Using the Unreal engine, the developers have created a promising storyline about a mercenary with Native American Indian ancestry leaving a ruthless black ops troop known as the Wolfpack, after he questioned their ethics and their leader (and Turok’s former mentor) Roland Kane.

Turok’s now joined a new squad of tough guys known as Whiskey Company, dispatched to arrest Kane, who’s now holed up on a distant planet. After their spaceship is shot down approaching landing, the survivors’ focus changes to mere survival, as they not only have to take on Kane’s army but hordes of dinosaurs and mutated insects.

It’s at this point that the storyline effectively disappears – apart from the occasional flashbacks to Turok’s time with Wolfpack – and the action settles down into a fairly conventional shooter. Aside from a relatively standard collection of weaponry (shotgun, SMG, sniper rifle) there are three weapons that have more interesting functions. The first is the knife, which functions both as a stealth attack on human foes and also as the primary defence against most smaller dinos (both accompanied by some bloody FMV).

You also pick up, quite early on, a bow: this is extremely useful for taking out enemies quietly from a distance. And finally there’s the flare gun, which can be used to distract dinos by diverting their hunger towards enemy soldiers.

Fortunately, virtually all the guns can be dual-wielded and have secondary uses, while sticky bombs are handy for spreading lethal minefields. There’s usually plenty of weapons and ammo to be collected from enemy HQs and dead bodies and, although there are no health packs, you simply have to duck behind shelter for a few seconds to recharge your health.

Despite the Unreal engine, the graphics are nothing exceptional (certainly compared with the startling authenticity of, say, Crysis) with mostly the same lush vegetation throughout and a few steel industrial complexes. The dinosaurs are extremely detailed, however, and roar and thrash about in a convincing manner.

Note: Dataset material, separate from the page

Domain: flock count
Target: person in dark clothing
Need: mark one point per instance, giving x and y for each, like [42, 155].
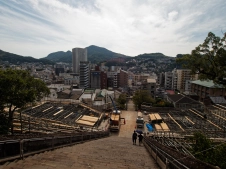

They at least seem to have some native cunning, attacking you sneakily from high grass or from trees, yet the AI of the human foes is pathetic; frequently standing in the open even after their compatriots have just been gunned down. The other striking omission is the lack of a ‘run’ ability, so if you’ve caught the eye of the T-Rex, then praying is your best option.

Company: Touchstone


Verdict
Not the conventional dino-hunting game of yore, but the dinosaur combat is the more exciting part of this testosterone-fuelled shoot-‘em-up, that only just manages to rise above the conventional FPS.